Technology has freed “knowledge workers” from the tethers of place. Software developers, writers, designers, and many others can now work anywhere and any time they have internet access.

This has led to an explosion in freelancing, also known as the “gig economy.” A 2014 study looked at Australia’s freelancing economy and found that 30 per cent of Australian workers are freelancing, making an economic contribution of $51 billion yearly.

All those freelancers require a place to get the work done. Some make use of a home office, some use coffee shops, and many use coworking spaces. Coworking refers to an office-sharing model started in 2005 by Brad Neuberg, a software developer in San Francisco, who said he wanted “the freedom and independence of working for myself along with the structure and community of working with others.”
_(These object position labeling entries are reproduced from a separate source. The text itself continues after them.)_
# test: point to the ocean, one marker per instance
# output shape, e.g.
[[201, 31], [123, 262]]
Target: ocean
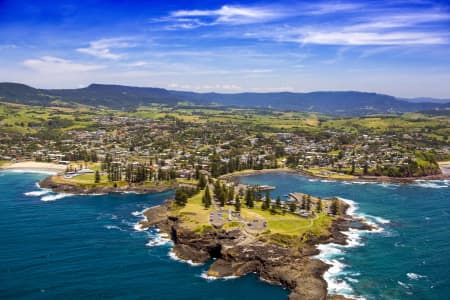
[[56, 246]]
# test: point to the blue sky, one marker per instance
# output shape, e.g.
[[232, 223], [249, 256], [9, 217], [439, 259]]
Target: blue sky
[[396, 47]]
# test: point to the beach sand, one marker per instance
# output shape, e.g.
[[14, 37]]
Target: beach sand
[[35, 166]]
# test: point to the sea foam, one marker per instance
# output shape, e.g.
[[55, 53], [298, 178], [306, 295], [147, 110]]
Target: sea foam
[[37, 193], [414, 276], [205, 275], [173, 256], [330, 253], [55, 197]]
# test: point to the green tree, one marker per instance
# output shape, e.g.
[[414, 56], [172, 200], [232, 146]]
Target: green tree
[[273, 209], [319, 205], [97, 176], [334, 208], [207, 198], [237, 203], [266, 203], [249, 198], [292, 206], [202, 181], [278, 203]]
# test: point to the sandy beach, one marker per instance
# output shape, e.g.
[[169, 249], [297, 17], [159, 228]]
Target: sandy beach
[[35, 166], [445, 167]]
Architect Augustin Chevez has studied coworking and will be addressing the topic at the Total Facilities EXPO March 29-30 at the ICC. Chevez is Senior Researcher at international design firm HASSELL and Adjunct Research Fellow at the Centre For Design Innovation at Swinburne University.

According to Chevez, coworking could be a reaction to the “work anywhere, anytime” idea. “Once we realised that we can work anywhere anytime, the other side of that coin is we actually need to work somewhere, sometime,” he said.
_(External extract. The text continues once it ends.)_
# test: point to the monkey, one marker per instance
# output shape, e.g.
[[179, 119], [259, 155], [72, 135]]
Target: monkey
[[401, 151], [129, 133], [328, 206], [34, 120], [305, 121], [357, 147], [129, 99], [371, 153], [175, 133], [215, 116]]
In addition, not all work spaces, such as coffee shops and home offices, can offer all that each person needs. “You can work at home, you can work at the beach, you can work in all these different spaces,” Chevez said, “but these spaces seem to be falling short in some qualities, and these qualities most of the time are social qualities of interactions with others.”
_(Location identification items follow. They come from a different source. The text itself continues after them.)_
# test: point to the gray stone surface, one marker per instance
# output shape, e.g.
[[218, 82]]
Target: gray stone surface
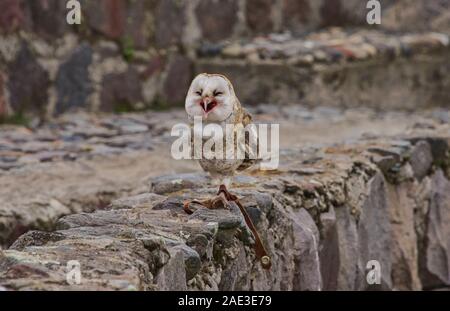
[[320, 229]]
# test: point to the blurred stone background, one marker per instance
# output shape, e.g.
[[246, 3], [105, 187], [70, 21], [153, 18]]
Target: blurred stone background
[[131, 54]]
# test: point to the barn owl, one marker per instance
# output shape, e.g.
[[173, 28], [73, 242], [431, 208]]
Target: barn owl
[[211, 97]]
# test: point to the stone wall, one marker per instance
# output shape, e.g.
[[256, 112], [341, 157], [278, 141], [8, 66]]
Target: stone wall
[[136, 54]]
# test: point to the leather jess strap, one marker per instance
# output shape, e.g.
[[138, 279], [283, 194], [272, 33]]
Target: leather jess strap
[[260, 250]]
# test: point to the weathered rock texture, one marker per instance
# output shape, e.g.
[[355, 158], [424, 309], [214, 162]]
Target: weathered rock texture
[[129, 55], [323, 215], [337, 68]]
A public space such as coworking can provide certain amenities.“It allows you to have a sense of community, someplace that you belong,” Chevez said. “It allows you to interact with others, to get out of your pajamas if you work from home and interact with others in that professional way.”

In addition to a place to work, coworking was founded on the values of community, openness, collaboration, sustainability, and accessibility. “Coworking has a social agenda,” Chevez said. “It’s a little bit like Club Med or going on a cruise. You have all these activities that are provided for you during the day, so you have yoga, meditation, sessions on this, sessions on that,” he noted.

In order to learn about coworking, Chevez immersed himself in coworking for three months as a research project. “I was very curious to see the extent that this coworking phenomenon works,” he said, “and what I found when I was part of this environment is that not many people take up these offers. Not many people are involved in these different activities, but perhaps the idea is that they are there as incentives for people to belong to these type of spaces.”

Some freelancers, of course, simply need a place to work, not a values-based approach or group activities. This “real-estate solution,” Chevez said, appeals to small and start-up firms that can’t commit to a lease and can’t accurately predict their growth.

“Coworking is helping those organisations that cannot foresee their growth pattern to stay there because it’s like space on tap,” he said. “Like beer on tap, coworking can be space on tap, because you can turn it on and off, or increase it as your needs go.”

This tends to be a temporary stage for a small company, he noted. “Eventually they’re too big to stay in coworking, or they want to have an office that reflects their culture, or have their independence, so they move out,” Chevez said.

Perhaps later, they’ll move back in to coworking. Large companies are also making use of coworking spaces, Chevez said, for two main reasons. “If they need special teams to work on a specific project, they can actually rent a space in coworking and they can go work from there and concentrate on this special project,” he said.

In addition, big companies use coworking spaces to recapture something lost. “Big companies are going back to coworking spaces to remember how they used to do things when they were smaller, when they were more agile,” he noted.

“It’s like a time capsule, going back to see how things were done when we were hungry, when we didn’t have the resources that we have now, and have that freshness again,” Chevez said.

A more recent evolution of coworking, Chevez noted, is “hoffice,” which entails people opening their homes to strangers for office space. The concept started in Sweden, and features work sessions of 45 minutes, followed by breaks of 15 minutes. The founders studied work performance and concluded that this model optimises productivity.

Chevez joined an hoffice group for research. “You go to someone’s house, ring the bell, and they open the house for you. They are very, very friendly. They give you their wifi password, and then you just work from their home,” he said.

This personal approach to work resonated with Chevez. “As tech evolves, and automation is happening,” he said, “what I’m seeing is that spaces need to be more human, because at the end of the day, we’re just going to be working at things that only humans can do.”